The Open Spaces Society’s views on Defra’s consultation on the registration of new village greens, September 20114 min read

Do you know someone who would appreciate a present that will help protect the future of accessible green spaces for all?

We are deeply concerned about this consultation. We have asked our members for their views and are preparing a detailed response before the closing date of 17 October.

Coatham Common, Redcar, a much-loved space registered as a green in 2010. If Defra’s proposed ‘character test’ had been introduced the registration probably would not have succeeded.

In particular, our concerns are as follows.

1. A package
The Department for Environment, Food and Rural Affairs (Defra) appears to be presenting a package of proposals, ie all or nothing. We have always accepted, indeed advocated, that some changes are needed (see below), but these can largely be achieved by amending the guidance and regulations not the law.

We are concerned that the proposed package is linked to the new Local Green Space designation in the Department for Communities and Local Government’s National Planning Policy Framework. The two designations should be considered separately. We are told that the new designation ‘will not be appropriate for most green areas or open space’ and is subject to a presumption in favour of development. Local Green Space can only be designated through the local or neighbourhood plan, which is not mandatory and for which there is no funding, so many places do not have them.

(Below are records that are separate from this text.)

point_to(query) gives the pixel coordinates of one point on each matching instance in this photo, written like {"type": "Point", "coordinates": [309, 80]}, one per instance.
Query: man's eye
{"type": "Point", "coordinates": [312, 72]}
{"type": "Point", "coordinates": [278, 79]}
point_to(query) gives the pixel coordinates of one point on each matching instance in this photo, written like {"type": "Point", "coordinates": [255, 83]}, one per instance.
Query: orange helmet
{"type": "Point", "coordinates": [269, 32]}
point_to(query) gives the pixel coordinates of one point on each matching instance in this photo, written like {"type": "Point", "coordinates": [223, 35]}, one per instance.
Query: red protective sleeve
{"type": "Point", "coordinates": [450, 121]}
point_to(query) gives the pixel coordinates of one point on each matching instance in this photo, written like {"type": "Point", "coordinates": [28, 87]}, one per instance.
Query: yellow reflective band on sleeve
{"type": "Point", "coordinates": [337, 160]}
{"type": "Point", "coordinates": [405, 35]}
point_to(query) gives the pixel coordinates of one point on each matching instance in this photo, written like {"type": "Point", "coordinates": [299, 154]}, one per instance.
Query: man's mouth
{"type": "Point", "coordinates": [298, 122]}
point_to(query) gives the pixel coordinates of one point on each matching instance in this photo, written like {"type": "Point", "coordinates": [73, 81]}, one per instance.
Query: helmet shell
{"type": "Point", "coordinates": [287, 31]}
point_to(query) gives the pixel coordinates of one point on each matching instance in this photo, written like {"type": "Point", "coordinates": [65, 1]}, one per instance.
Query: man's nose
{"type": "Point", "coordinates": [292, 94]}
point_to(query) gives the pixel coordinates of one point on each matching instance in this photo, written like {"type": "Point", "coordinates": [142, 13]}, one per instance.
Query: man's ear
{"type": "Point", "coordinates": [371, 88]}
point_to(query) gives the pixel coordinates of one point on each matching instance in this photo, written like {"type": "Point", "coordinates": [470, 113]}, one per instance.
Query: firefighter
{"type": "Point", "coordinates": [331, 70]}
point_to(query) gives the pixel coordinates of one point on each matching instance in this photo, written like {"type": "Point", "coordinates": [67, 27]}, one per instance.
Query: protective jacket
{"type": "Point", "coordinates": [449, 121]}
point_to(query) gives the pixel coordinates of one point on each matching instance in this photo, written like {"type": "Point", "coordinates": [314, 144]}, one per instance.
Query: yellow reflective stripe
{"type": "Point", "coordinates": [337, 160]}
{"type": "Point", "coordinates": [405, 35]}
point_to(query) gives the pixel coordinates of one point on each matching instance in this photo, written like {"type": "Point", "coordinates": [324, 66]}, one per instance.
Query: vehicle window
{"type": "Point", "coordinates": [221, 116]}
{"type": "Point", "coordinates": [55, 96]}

Furthermore, since it is proposed that land designated as Local Green Space cannot be registered as a green, the new designation will reduce the land available for greens registration. Therefore, it is misleading to say that Local Green Space is being offered as part of the package for greens, when even if it satisfies the criteria for greens registration, it cannot be registered as such.

2. The character test
We oppose the introduction of ‘a character test to ensure that greens accord with the popularly held traditional character of such areas’. Defra proposes that land should be open and unenclosed in character and also suggests that the land should, for instance, be in the heart of the settlement, be irregular in shape and have historic characteristics. It seems that Defra wants only to preserve those chocolate-box spots in the centre of villages. Such a restriction goes against the legal basis of registration, which is that land has been used by local people, for lawful sports and pastimes, for 20 years without being stopped and without permission.

At present it is possible to register any bit of land which has the qualifying use, however scruffy. The much-loved, out-of-the-way places are just as important, and people’s use of these spaces is a splendid example of localism.

3. Relationship with planning
We also deplore the proposals to rule out making a greens registration application where a site has been designated for development in a proposed or adopted local or neighbourhood plan, or where planning permission has been given. We propose that a reasonable period is allowed, before any of these actions take place, to enable local people to gather and submit evidence of the existence of a green.

4. Charging a fee
Defra proposes that applicants for greens should be charged a fee of up to £1,000 (possibly refundable where the application is granted). We oppose this because many applicants come from areas with low incomes, whether in the inner city or the countryside. In any case, they are applying for the benefit of the public, not for personal gain.

Open Spaces Society’s proposals
Nearly two years ago, we put proposals to the environment minister for improving and streamlining the process for registering new greens. These required changes to regulations and guidance rather than legislation.

Our proposals include:
• introducing time limits for every stage of the process,
• a basic evidential test so that registration authorities can reject applications which don’t have sufficient evidence,
• consultation between the registration authority, applicant and landowner to see if agreement can be reached at an early stage, perhaps to register a smaller area,
• avoiding the employment of costly lawyers to determine applications,
• much greater liaison between planning authorities and registration authorities so that each knows what the other is doing on a piece of land.

Unfortunately, few of these have been adopted in the consultation paper.

We urge members of the society and others to respond to Defra’s consultation before 17 October 2011.